Il faut également rendre hommage à l’action d’Emmanuel Macron qui, dès mai 2017, a relancé le thème de la défense européenne. Les sceptiques estimaient que c’était une chimère : la preuve est faite, là où il y a une volonté, il y a un chemin !

L’Europe a besoin d’une force opérationnelle pour monter rapidement une opération de secours au bénéfice de citoyens européens ou une mission d’interposition en Afrique ou en Asie, par exemple.

Mme Nathalie Loiseau, ministre auprès du ministre de l’Europe et des affaires étrangères, a ainsi pu me présenter les dernières avancées : la coopération structurée permanente a été lancée en décembre de l’année dernière. Dix-sept projets communs, capacitaires et opérationnels, ont déjà été décidés et d’autres sont à venir.

Un Fonds européen de défense sera créé dans le prochain budget européen. Le jour même, la Commission européenne a annoncé que sa proposition comprendrait 13 milliards d’euros consacrés à l’amélioration des capacités et à la recherche en commun. Dès 2019, le projet pilote qui précédera ce Fonds permettra de financer les premiers projets.

Au-delà même de l’Union européenne à vingt-sept, la France a proposé un projet d’initiative européenne d’intervention qui permettra d’accentuer notre culture stratégique commune. L’action menée par ce Gouvernement est la bonne : nous avons besoin de renforcer l’autonomie stratégique de l’Union européenne, qui est l’une des garantes de la sécurité de notre continent.

Au-delà des questions de défense, l’Europe avance aussi à grande vitesse sur les questions économiques et monétaires. Les gouvernements français et allemand ont exprimé leur engagement commun d’approfondir l’Union économique et monétaire, ainsi que leur soutien à la mise en place d’un budget de la zone euro afin de favoriser la convergence et la croissance. Le Conseil européen du 28 et 29 juin a permis de définir une feuille de route claire, détaillée et cohérente pour l’achèvement de l’Union économique et monétaire. L’Union européenne ne pouvait se permettre de ne rien faire en attendant les futures crises ! Cette réforme sera la plus importante depuis le traité de Maastricht.

Autre sujet éminemment européen, la question migratoire. Là encore, face à l’urgence, il faut saluer la constance d’Emmanuel Macron, qui concilie humanisme et respect des règles et des engagements de chacun. L’humanité, c’est défendre le droit d’asile. C’est ce que nous faisons. La fermeté, c’est refuser que ceux, qui n’ont pas une bonne raison de fuir, fassent ce qu’ils veulent.
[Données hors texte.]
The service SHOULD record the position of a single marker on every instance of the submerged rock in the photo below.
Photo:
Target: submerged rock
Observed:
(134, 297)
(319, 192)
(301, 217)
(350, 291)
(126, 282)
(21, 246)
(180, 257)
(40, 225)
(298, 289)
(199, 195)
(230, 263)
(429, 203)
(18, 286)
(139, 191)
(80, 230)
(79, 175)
Face à ce défi, la réponse passe par l’Europe, comme l’a rappelé la France. Rien ne justifie de laisser l’Italie ou Malte seuls en première ligne. Surtout, le plus important est que l’Europe participe au développement de l’Afrique. L’aide au développement économique peut être une solution pour réduire les flux migratoires, en permettant aux pays de connaître prospérité et croissance économique. Avec le renforcement de la démocratie, il s’agit là de facteurs de développement des classes moyennes, ce qui permet de fixer les populations dans leurs pays d’origine.

Concernant le projet de loi asile et immigration, il a été dénaturé par la droite sénatoriale. Aussi, j’ai décidé, avec mes collègues de La République en Marche, de voter contre : la majorité Les Républicains a renforcé le côté répressif et abîmé la tradition d’accueil des réfugiés de notre pays. Ces votes démontrent, s’il en était besoin, que La République en Marche est à l’équilibre entre protection des frontières et respect des valeurs et de l’Histoire de notre pays.